日本のオペラ歌手陣は一部の例外を省いて皆とにかく演技をしたがる。明らかにまずは自分がやりたいというわけだが、それだけならば個人の好みなので個人の勝手で済む。しかし問題はその次である。彼らは皆、演技することがお客さんの為だと思っているところがある。確かに数少ない日本のオペラファンはそれをいいと思ってるわけなのでその範囲内であれば正論かもしれない。しかし、日本のオペラファンは滅法少ない。同じクラシックファンでもオペラファンは一番少ないのではないか。例えばオケのファンと比べると圧倒的に少ない。理由は色々あるが、その一つに、オケのファンと当然音楽のファンだが、オペラは音楽とは思えない&感じられないということろがある。それは日本のオペラが強制芝居化されてるからである。本来音楽なはずのオペラがなぜ芝居に…、その時点で純粋な音楽ファンは引いてしまう。逆に言えば、オペラ歌手は演奏家であり役者ではないのに、なぜ音楽を捨てて音楽で無理矢理芝居をしたがるのか。そして演奏家のオペラ歌手は役者ではない=演技の専門家ではない。もちろんオペラには演技があるが、そもそもオペラの演技は芝居のそれとは違う。オペラ歌手は演技だけで役者と同等にはなれないし、オペラにはオペラの動き方が=音楽の中での対応がある。ゆえに、日本のオペラ歌手の強制芝居化オペラは、そのごく一部のオペラファン以外からすると奇妙で気持ち悪いものでしかない。

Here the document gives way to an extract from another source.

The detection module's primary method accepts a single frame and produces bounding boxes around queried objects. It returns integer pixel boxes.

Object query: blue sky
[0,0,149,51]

要するに、オペラで演技を重視するということは、オペラの定義から明らかに外れるどころか、完全なる内輪の自己満足でしかない。そしてお客さんの為を本気で真剣に考えるのであれば、純粋にオペラをやる=音楽重視、これしかない。そのわずかなオペラファンの為も必要ないとは言わないまでも、それ以外、すなわちファン層拡大等を考え行動すべきではないか?ピアノ伴奏、舞台セットもなくリノリウムすら敷いてない舞台、はっきり言って演技する必要がないわけである。そこでも尚音楽を意図的に後回しにして演技ばかりやる、これでお客さんの為と言えるわけがない。確かに身内(家族や友人等近い範囲)だけならそれでいかもしれないが、それではオペラ文化は広がらない。日本でオペラが発展しない理由は、まずは外国語などの異文化的要素がネックになっているというのもあるが、何よりオペラ歌手らのその自己満足こそがその最大の理由と言える。


オペラの強制芝居化=演技重視(音楽後回し)、これこそが日本のオペラ界最大の特徴であるが、しかしこれが一番マイナスであることにほとんど誰も気づいていない。とんでもない勘違いである。決して見下げたり馬鹿にしてるわけではない。ただただ少しでもい方向に向いて欲しいと切に願うから書いてるだけである。